Training-free latent reasoning. Optimize latent reasoning tokens to maximize model confidence, which correlates with accuracy.

Read Paper →

To measure whether a token depends on the image, they add noise to the image and measure whether the probability of that token drops.

\[S_{i,t} = \log \pi_{\theta}(x_{i,t} \mid x_{i,<t}, I, q) - \log \pi_{\theta}(x_{i,t} \mid x_{i,<t}, \tilde{I}, q)\]

They show that:

1) Only a small subset of tokens really depends on the image.

2) Reasoning sequences that depend more on the image have higher accuracy.
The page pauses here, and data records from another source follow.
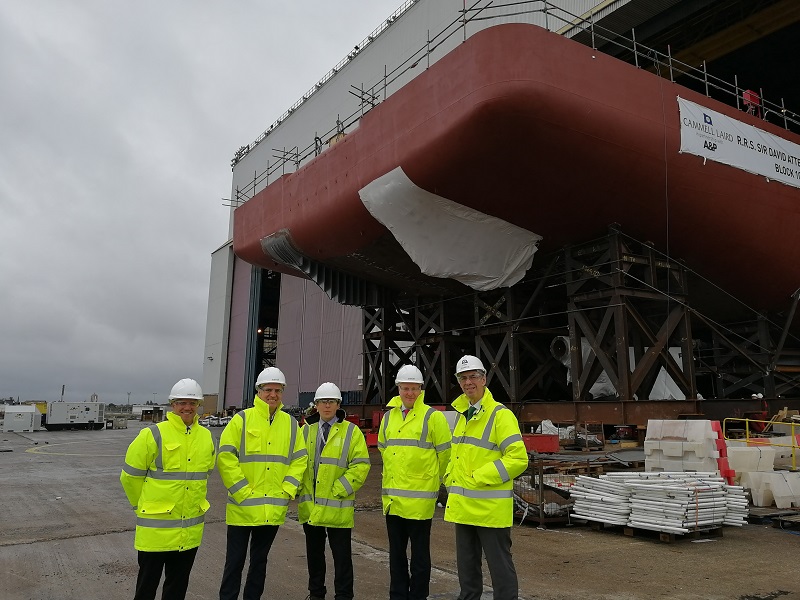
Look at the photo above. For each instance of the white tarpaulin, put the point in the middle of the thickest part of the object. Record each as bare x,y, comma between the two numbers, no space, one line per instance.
446,239
717,137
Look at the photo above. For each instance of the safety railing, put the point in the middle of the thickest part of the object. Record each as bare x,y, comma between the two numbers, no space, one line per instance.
761,433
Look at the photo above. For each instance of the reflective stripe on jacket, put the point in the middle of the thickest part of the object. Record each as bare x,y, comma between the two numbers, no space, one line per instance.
261,464
328,500
165,478
415,451
488,453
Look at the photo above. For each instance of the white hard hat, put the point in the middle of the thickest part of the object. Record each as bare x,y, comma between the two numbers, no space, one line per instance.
409,374
469,363
328,391
186,388
271,375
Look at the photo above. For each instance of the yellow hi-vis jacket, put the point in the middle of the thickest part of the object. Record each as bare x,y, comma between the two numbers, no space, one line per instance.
415,451
165,478
327,496
488,453
261,464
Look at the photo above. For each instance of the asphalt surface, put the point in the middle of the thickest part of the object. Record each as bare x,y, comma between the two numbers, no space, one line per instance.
66,532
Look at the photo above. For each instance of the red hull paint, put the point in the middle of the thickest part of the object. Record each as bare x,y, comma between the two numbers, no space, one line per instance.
547,134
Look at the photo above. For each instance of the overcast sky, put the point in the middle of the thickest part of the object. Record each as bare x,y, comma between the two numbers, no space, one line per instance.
118,121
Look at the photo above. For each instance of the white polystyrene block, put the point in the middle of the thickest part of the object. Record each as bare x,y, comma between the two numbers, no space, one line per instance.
681,464
751,459
781,491
654,427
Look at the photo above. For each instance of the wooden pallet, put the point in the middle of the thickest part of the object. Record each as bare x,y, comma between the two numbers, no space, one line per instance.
662,536
786,521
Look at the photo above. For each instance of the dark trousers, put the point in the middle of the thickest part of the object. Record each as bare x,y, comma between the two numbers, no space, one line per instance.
495,542
260,538
176,567
339,540
405,586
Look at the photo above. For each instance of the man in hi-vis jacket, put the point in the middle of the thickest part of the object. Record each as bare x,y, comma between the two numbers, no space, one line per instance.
488,453
338,463
414,441
165,478
262,459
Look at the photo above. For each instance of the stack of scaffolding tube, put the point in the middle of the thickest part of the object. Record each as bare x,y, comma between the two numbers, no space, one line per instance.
670,502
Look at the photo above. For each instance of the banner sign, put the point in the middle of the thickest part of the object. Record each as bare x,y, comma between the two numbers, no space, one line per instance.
716,137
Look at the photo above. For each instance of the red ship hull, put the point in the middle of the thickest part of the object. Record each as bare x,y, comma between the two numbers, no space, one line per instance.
549,135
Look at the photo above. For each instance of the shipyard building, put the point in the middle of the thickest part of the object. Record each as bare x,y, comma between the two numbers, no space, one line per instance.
596,198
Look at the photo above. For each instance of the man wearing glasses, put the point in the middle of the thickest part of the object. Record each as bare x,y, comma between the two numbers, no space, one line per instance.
262,459
338,463
487,454
165,478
They make these additional observations:

1) Higher confidence tends to indicate higher reasoning accuracy.

2) Confidence reflects reasoning chain quality.

3) High confidence aligns with stronger visual grounding.

Method

Their method is training-free, but at inference time they run an optimization that might be heavy. They add \(L\) latent tokens to the start of generation and update their embeddings to improve performance. So the input sequence becomes:

\[[\text{Image embeddings}, \text{question embeddings}, V_{best}, L_1,L_2,\cdots, L_L]\]

The embeddings of the \(L\) latent tokens are learned in such a way that the model’s confidence is maximized. So they optimize the \(L_i\) embeddings to maximize model confidence. They measure model confidence using:

\[H_k(P_i^{(t)}) = - \sum_{w \in \text{Top}_k(P_i^{(t)})} P_i^{(t)}(w) \log(P_i^{(t)}(w))\] \[R(T^{(t)}) = 1 - \frac{1}{L} \sum_{i=1}^{L} H_k(P_i^{(t)})\]

So the more confident the model, the better. They do the latent optimization and image patch selection \(T\) times, then decode using both.

Optimization of latent embeddings

They use a REINFORCE-based optimization.

\[T^{(t)} \leftarrow T^{(t)} + \eta \nabla_{T^{(t)}} J(T^{(t)})\]

where:

\[\nabla_T J(T) = \mathbb{E}_{T' \sim \pi(\cdot\lvert T)} [R(T') \nabla_T \log \pi(T' \rvert T)] = \mathbb{E}[R(T') \frac{\epsilon}{\sigma^2}]\]

and

\[T'^{(t)} = T^{(t)} + \epsilon^{(t)}, \quad \epsilon^{(t)} \sim \mathcal{N}(0, \sigma^2 I)\]

Optimization of \(V_{best}\)

They move over latent tokens one by one. For each latent token, they find the top \(m\) visual tokens it attends to (based on the attention pattern). They add those to \(V_{best}\) and check whether the reward increases. If it does, they update \(V_{best}\); otherwise they don’t.